Her arms around his chest loosened. “You knew the kids would die?”
“I wasn’t right in the head, Laura. I’d seen the kids … no eyes … no tongues … deaf … paralyzed. They weren’t coming back from what the sickos had done to them. They had these looks of unrelenting horror on their faces as they tried to scream and scream but they had no voices and I … I decided they were better off dead.”
Her grip slackened further. “You decided…”
“Yeah.” He wanted to turn and face her but couldn’t. “I know I had no right. But all they had ahead of them was endless, unremitting horror.”
She released him and now he turned to face her. She was staring at him, arms at her side, expression unreadable.
“And no one knows?”
“You’re the first, the only. I expected to take it to my grave. Then you came along.”
“And you’ve lived with that all these years?”
“I keep telling myself I didn’t do it to them, I did it for them.”
“Does it work?”
He shook his head. “No.”
“How many children?”
“Fifteen.”
She gasped. “Then … at least one or two of them had to have been Marissa’s age.”
He said nothing. He couldn’t.
“Why did you tell me this?” Her voice sounded on the verge of tears.
“I felt you should know … if we’re headed toward something … toward being together, you have a right to know.”

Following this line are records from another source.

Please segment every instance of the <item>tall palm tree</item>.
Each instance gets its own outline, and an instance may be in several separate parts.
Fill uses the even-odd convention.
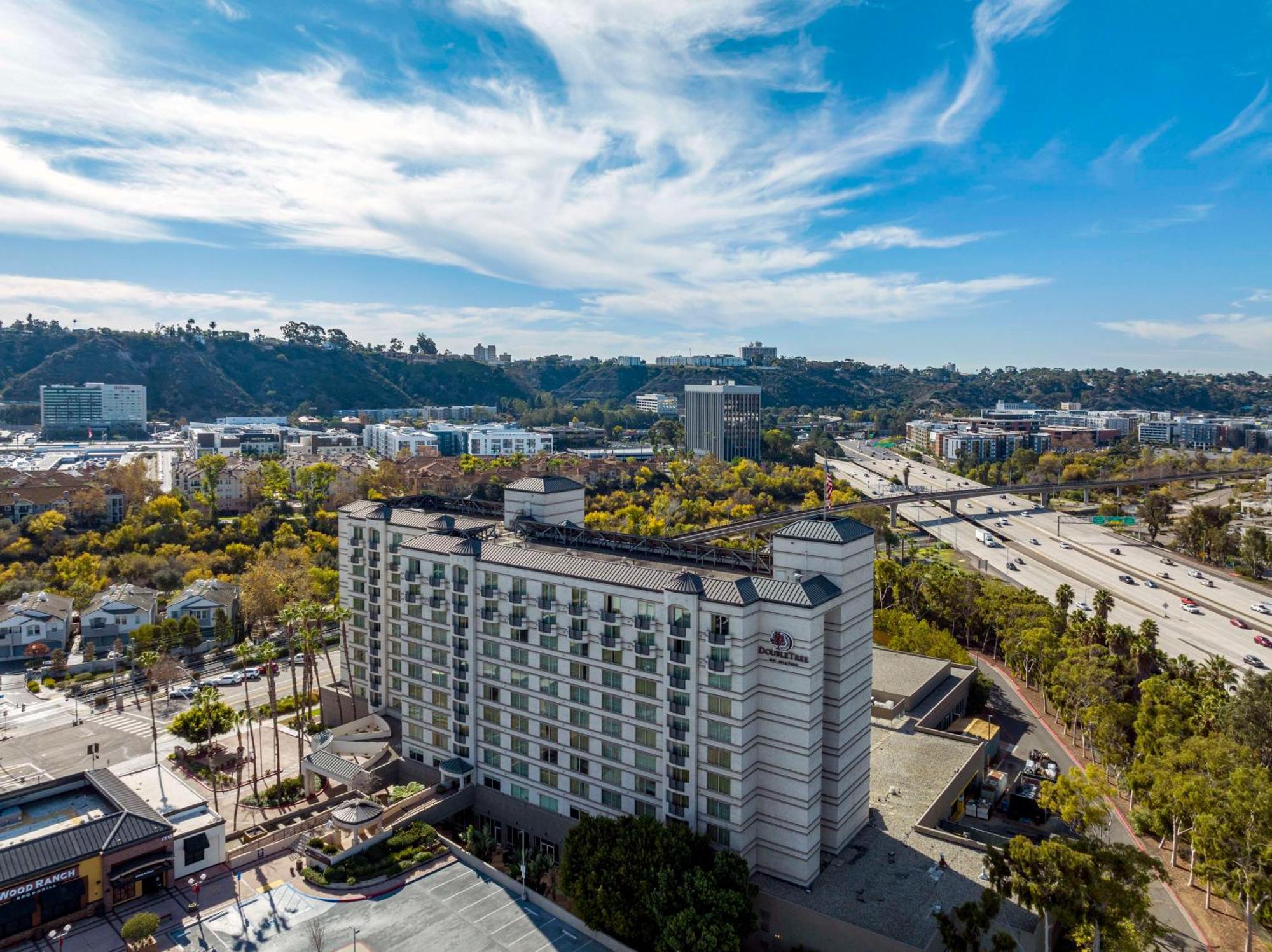
[[[247,639],[239,641],[234,645],[234,657],[238,658],[239,664],[247,669],[249,664],[256,661],[256,643]],[[243,678],[243,713],[251,714],[252,711],[252,695],[248,692],[247,677]],[[257,785],[257,769],[256,769],[256,741],[252,738],[252,720],[248,718],[247,722],[247,739],[252,747],[252,793],[259,798],[261,790]],[[237,804],[235,804],[237,806]]]
[[[1113,611],[1113,596],[1108,591],[1099,588],[1095,594],[1091,596],[1091,610],[1095,612],[1095,617],[1103,629],[1109,620],[1109,612]]]
[[[1220,654],[1212,654],[1201,664],[1202,681],[1208,683],[1211,687],[1216,687],[1224,694],[1227,694],[1231,689],[1236,687],[1236,668],[1233,667],[1233,662]]]
[[[212,809],[220,813],[221,804],[216,797],[216,748],[212,746],[212,709],[218,701],[220,701],[220,691],[211,685],[205,685],[195,692],[190,706],[192,710],[200,711],[204,720],[207,722],[207,773],[212,778]]]
[[[1056,589],[1056,611],[1061,619],[1068,617],[1068,610],[1074,605],[1074,587],[1067,582],[1060,584]]]
[[[273,680],[275,668],[279,667],[279,649],[273,641],[262,641],[256,649],[256,657],[265,666],[265,685],[270,697],[270,715],[273,718],[273,775],[282,775],[281,745],[279,743],[279,694],[277,683]]]
[[[155,720],[155,680],[154,671],[159,664],[159,652],[141,652],[137,655],[137,667],[146,672],[146,697],[150,699],[150,745],[154,747],[155,752],[155,766],[159,766],[159,722]],[[134,695],[137,692],[136,686],[132,689]]]

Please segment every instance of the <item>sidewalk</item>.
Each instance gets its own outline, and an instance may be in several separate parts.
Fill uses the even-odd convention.
[[[1004,720],[1015,719],[1025,724],[1025,729],[1011,738],[1013,743],[1024,750],[1029,747],[1049,748],[1056,762],[1063,770],[1084,762],[1068,746],[1068,742],[1038,713],[1038,709],[1034,708],[1029,699],[1016,689],[1015,681],[1006,671],[1000,668],[995,662],[988,661],[985,655],[974,652],[973,654],[977,663],[982,666],[995,682],[996,690],[993,696],[991,696],[991,705],[995,706],[995,710]],[[1007,742],[1006,723],[1004,723],[1002,729],[1005,734],[1004,742]],[[1046,743],[1039,743],[1035,739],[1038,737],[1044,737]],[[1109,839],[1116,843],[1132,844],[1144,853],[1156,855],[1158,851],[1146,849],[1131,830],[1130,822],[1122,813],[1121,804],[1114,799],[1112,801],[1112,806],[1118,822],[1109,827]],[[1152,914],[1172,933],[1161,941],[1161,944],[1173,949],[1180,949],[1182,952],[1213,952],[1213,946],[1211,946],[1208,937],[1168,883],[1154,882],[1149,887],[1149,893],[1152,900]]]

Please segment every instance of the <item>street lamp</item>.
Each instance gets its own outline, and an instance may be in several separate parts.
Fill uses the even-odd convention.
[[[207,873],[200,873],[198,878],[191,877],[186,879],[186,885],[190,887],[191,892],[195,893],[195,901],[191,904],[195,906],[195,918],[200,916],[198,911],[198,891],[204,888],[204,881],[207,879]]]
[[[66,942],[66,933],[71,930],[71,924],[66,923],[61,929],[53,929],[48,933],[48,942],[52,943],[57,939],[57,952],[62,952],[62,943]]]

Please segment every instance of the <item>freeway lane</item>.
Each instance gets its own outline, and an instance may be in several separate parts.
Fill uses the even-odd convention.
[[[870,495],[879,495],[880,490],[885,490],[887,477],[893,475],[899,477],[901,470],[907,463],[911,466],[909,481],[912,485],[944,487],[946,480],[962,482],[958,477],[944,471],[912,463],[893,454],[884,456],[878,449],[873,452],[879,453],[880,458],[860,451],[851,443],[845,445],[845,451],[851,459],[832,461],[832,465],[838,475],[848,479],[852,485]],[[1268,630],[1272,630],[1272,625],[1267,624],[1269,620],[1264,620],[1263,624],[1254,621],[1254,619],[1263,616],[1249,611],[1253,596],[1245,602],[1247,611],[1244,613],[1249,616],[1252,630],[1234,627],[1227,619],[1230,613],[1236,612],[1227,612],[1217,607],[1211,610],[1206,607],[1207,602],[1202,601],[1202,597],[1198,597],[1197,601],[1202,603],[1203,613],[1199,616],[1186,615],[1179,607],[1178,593],[1172,589],[1152,589],[1142,584],[1127,585],[1118,582],[1119,571],[1127,570],[1117,561],[1118,556],[1099,552],[1099,546],[1089,541],[1091,529],[1096,533],[1109,535],[1107,531],[1093,526],[1060,524],[1054,513],[1039,509],[1029,500],[1013,499],[1010,494],[1006,495],[1006,500],[995,496],[976,503],[969,500],[959,503],[958,517],[950,515],[949,510],[937,503],[903,504],[899,508],[899,514],[936,538],[949,542],[957,550],[986,560],[987,568],[993,574],[1010,578],[1048,598],[1054,596],[1056,588],[1061,583],[1067,583],[1074,588],[1076,602],[1090,602],[1096,588],[1107,588],[1117,603],[1110,621],[1135,627],[1142,619],[1152,617],[1161,631],[1159,644],[1168,654],[1187,654],[1198,661],[1211,654],[1221,654],[1239,668],[1247,667],[1241,661],[1245,654],[1268,654],[1252,640],[1255,633],[1262,630],[1267,634]],[[1010,505],[1013,501],[1016,503],[1015,508]],[[997,512],[991,514],[987,512],[987,507],[992,507]],[[1009,524],[1005,527],[995,526],[993,523],[1002,515],[1004,509],[1007,510]],[[986,526],[1007,540],[1006,547],[988,549],[978,542],[973,535],[978,526]],[[1081,538],[1076,537],[1075,528],[1082,529]],[[1062,536],[1057,535],[1057,531]],[[1039,545],[1032,545],[1032,538],[1037,538]],[[1062,538],[1072,549],[1062,549]],[[1127,542],[1116,537],[1114,543],[1123,552],[1130,549]],[[1141,561],[1151,557],[1142,552],[1140,556]],[[1024,565],[1018,566],[1018,571],[1009,571],[1006,568],[1009,557],[1021,557]],[[1152,561],[1156,564],[1155,557]],[[1132,569],[1130,574],[1142,579],[1151,573],[1140,571],[1137,575],[1136,570]],[[1172,575],[1174,574],[1172,571]],[[1183,585],[1180,591],[1192,593],[1187,585]],[[1196,591],[1201,592],[1202,589],[1197,587]],[[1205,589],[1205,592],[1211,594],[1212,592],[1220,593],[1222,589]],[[1163,605],[1166,607],[1164,608]]]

“You and your damn duty!” she said, voice rising, tears filling her eyes. She pounded both fists against his chest. Not terribly hard. Strength seemed to have deserted her. “Did you ever think I might not want to know something like that?” She began pounding him with every word. “Did—you—ever—think?”

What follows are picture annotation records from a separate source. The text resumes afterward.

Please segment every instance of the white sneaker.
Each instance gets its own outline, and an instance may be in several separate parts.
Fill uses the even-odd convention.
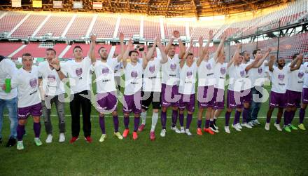
[[[239,129],[239,128],[237,127],[237,124],[235,124],[235,125],[234,125],[234,126],[233,126],[233,124],[232,124],[232,127],[233,128],[234,128],[237,131],[241,131],[241,129]]]
[[[258,119],[253,120],[253,123],[257,125],[261,125],[261,123],[258,121]]]
[[[185,130],[185,133],[186,133],[188,135],[191,135],[191,133],[189,131],[189,129]]]
[[[237,126],[238,128],[243,129],[243,128],[241,126],[241,124],[239,124],[239,123],[237,123],[236,126]]]
[[[274,126],[276,127],[276,128],[277,129],[277,130],[279,131],[282,131],[281,127],[280,127],[279,124],[277,123],[274,123]]]
[[[248,123],[247,123],[247,125],[248,125],[248,126],[251,126],[251,127],[255,126],[253,125],[253,123],[251,122],[251,121],[248,122]]]
[[[270,130],[270,123],[265,123],[265,130]]]
[[[165,137],[166,136],[166,129],[162,129],[160,132],[160,136],[161,137]]]
[[[64,142],[65,141],[65,135],[64,133],[60,133],[59,137],[59,142]]]
[[[246,127],[247,128],[253,128],[251,126],[248,126],[247,123],[241,123],[241,126]]]
[[[48,135],[47,136],[47,139],[46,139],[46,142],[48,144],[51,143],[51,142],[52,142],[52,135]]]
[[[175,131],[176,133],[181,133],[181,131],[178,130],[178,128],[176,128],[176,126],[174,126],[174,127],[172,126],[171,130]]]
[[[183,127],[183,126],[181,126],[181,127],[180,133],[186,133],[186,132],[185,131],[184,127]]]
[[[225,133],[227,133],[228,134],[231,133],[231,132],[230,131],[230,129],[229,129],[229,126],[225,126]]]

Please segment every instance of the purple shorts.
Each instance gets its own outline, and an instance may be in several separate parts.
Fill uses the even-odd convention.
[[[215,100],[214,109],[225,109],[225,90],[220,88],[214,89],[214,97]]]
[[[180,99],[178,86],[162,83],[162,107],[178,107]]]
[[[286,107],[286,93],[279,93],[272,91],[270,97],[270,107]]]
[[[198,107],[200,108],[214,107],[215,102],[214,94],[214,86],[198,87]]]
[[[302,93],[290,90],[286,90],[286,106],[300,107],[300,100],[302,99]]]
[[[302,103],[308,104],[308,88],[302,88]]]
[[[19,107],[18,119],[27,119],[29,115],[41,116],[42,115],[42,104],[38,103],[27,107]]]
[[[253,94],[251,93],[251,89],[246,89],[241,91],[241,102],[242,103],[251,102],[252,100],[253,100]]]
[[[141,92],[137,92],[134,95],[124,95],[124,113],[141,113]]]
[[[187,111],[193,112],[195,111],[195,101],[196,98],[195,94],[181,94],[180,105],[178,106],[178,109],[180,109],[181,111],[183,111],[186,107]]]
[[[101,113],[114,111],[117,109],[118,100],[116,93],[101,93],[97,95],[98,110]]]
[[[227,90],[227,107],[231,109],[243,107],[243,104],[241,101],[241,92]]]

He pulled her against him. She didn’t struggle, but she didn’t embrace him either. Simply leaned against him.
“Believe me, Laura, I didn’t want to tell you at all, but I couldn’t live with … not.”
They stood statue-still for a while, then she pushed back.
“I have to think,” she said turning away.
“Laura…”
“I have to think.”
She left the bridge. He watched her make her way down to the aft deck where she sat on the transom and stared out at the water.
Now you’ve done it, he thought.
His chest felt heavy—everything felt heavy. Chances were excellent he’d just ruined the best thing that had ever happened to him. Should have kept his goddamn mouth shut. But that would be living a lie. He’d proved an expert at that during his years with the Company, but he refused to with the woman he loved. Sooner or later it would have come out, and the longer he waited, the worse it would be.
I have to think …
Would she ever forgive him? Could she? He’d yet to forgive himself, so how could she?